Crowds of orange gathered under the falling autumn leaves in front of the Campus Activity Centre on Sept. 27 in solidarity for Orange Shirt Day.
By the request of Paul Michel, the executive director of TRU Aboriginal Affairs, students, faculty, staff and community members formed a circle on the walkway before speakers took to the podium to talk about the importance and significance of Orange Shirt Day.
The event opened with a ceremonial honour song, followed by a woman warrior song that echoed across campus grounds as more gathered to watch from the CAC steps.
The day symbolizes the years of prejudice and strife that Indigenous peoples like Phyllis Webstad, the creator of Orange Shirt Day and her family faced growing up in residential schools.
Upon being sent away to a residential school in her youth, Webstad had a brand new orange shirt taken from her. That story told years later by Webstad sparked the idea for this day, now globally recognized on Sept. 30 annually.
The slogan “Every Child Matters” marked on many of the orange shirts references the age that many Indigenous people were taken away from their families and forcefully placed in residential schools.
“For the first time in four generations, members of my family are growing up under the same roof with their mother and father. That gives me hope for the future,” Webstad said emotionally to those in the audience.

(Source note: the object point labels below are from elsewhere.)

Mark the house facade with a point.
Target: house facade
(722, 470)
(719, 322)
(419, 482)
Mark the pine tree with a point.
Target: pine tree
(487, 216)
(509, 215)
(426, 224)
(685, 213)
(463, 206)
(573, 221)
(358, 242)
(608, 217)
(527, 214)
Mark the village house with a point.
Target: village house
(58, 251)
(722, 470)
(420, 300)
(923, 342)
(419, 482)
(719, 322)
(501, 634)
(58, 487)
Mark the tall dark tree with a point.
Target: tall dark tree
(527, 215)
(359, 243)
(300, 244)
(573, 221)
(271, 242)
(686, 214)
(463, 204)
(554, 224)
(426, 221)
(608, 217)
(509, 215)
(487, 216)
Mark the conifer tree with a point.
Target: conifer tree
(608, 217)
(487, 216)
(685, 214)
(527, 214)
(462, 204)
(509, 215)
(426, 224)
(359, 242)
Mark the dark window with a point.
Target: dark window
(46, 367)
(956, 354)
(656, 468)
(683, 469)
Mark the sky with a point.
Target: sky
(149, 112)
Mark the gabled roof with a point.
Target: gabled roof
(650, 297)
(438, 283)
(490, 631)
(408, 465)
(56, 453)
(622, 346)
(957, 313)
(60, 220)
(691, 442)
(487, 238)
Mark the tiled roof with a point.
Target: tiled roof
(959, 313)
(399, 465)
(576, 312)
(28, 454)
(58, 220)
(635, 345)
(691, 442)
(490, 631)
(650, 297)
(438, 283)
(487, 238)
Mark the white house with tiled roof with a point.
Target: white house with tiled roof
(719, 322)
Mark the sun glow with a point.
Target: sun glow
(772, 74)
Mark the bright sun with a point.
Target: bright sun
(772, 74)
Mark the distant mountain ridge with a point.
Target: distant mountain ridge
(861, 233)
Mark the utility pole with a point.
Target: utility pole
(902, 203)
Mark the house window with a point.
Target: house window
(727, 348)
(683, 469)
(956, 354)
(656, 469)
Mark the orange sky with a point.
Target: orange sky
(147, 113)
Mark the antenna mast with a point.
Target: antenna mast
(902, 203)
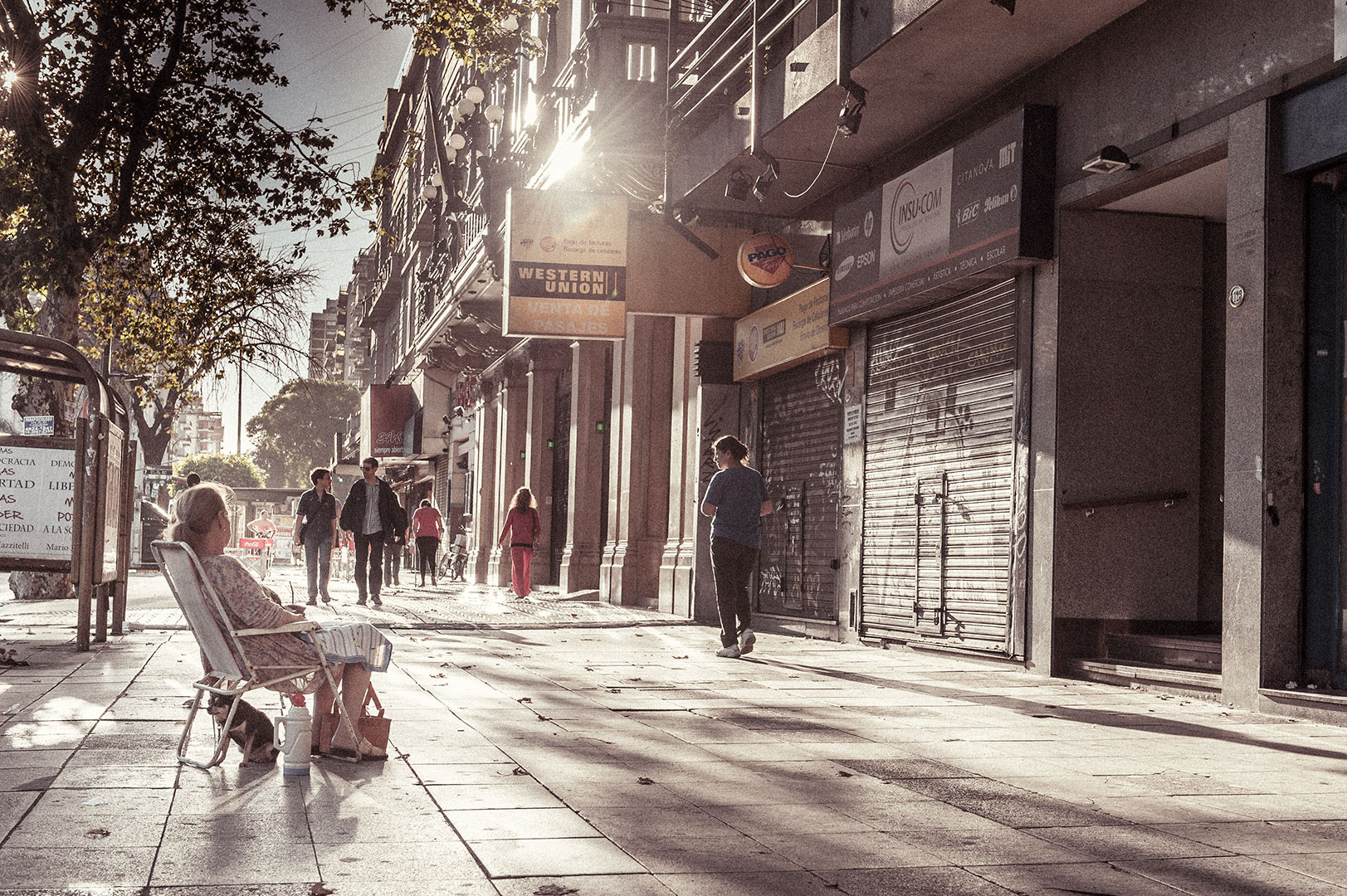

After Webstad’s talk, the drummers once again sounded off for the TRU community, as those in the circle joined hands in a circle dance, occasionally rushing the drummers in unison before retreating back into a circle. Those that led the dance smiled boldly and those that followed beamed just as much as they joined along.
On Friday, Sept. 28, Webstad travelled back to Williams Lake, B.C. to be with her mother and grandmother, who was turning 100 years old. Webstad expressed many times during her talk that she was thankful and blessed for her family and even went as far as to say that the Orange Shirt Day journey was divinely guided.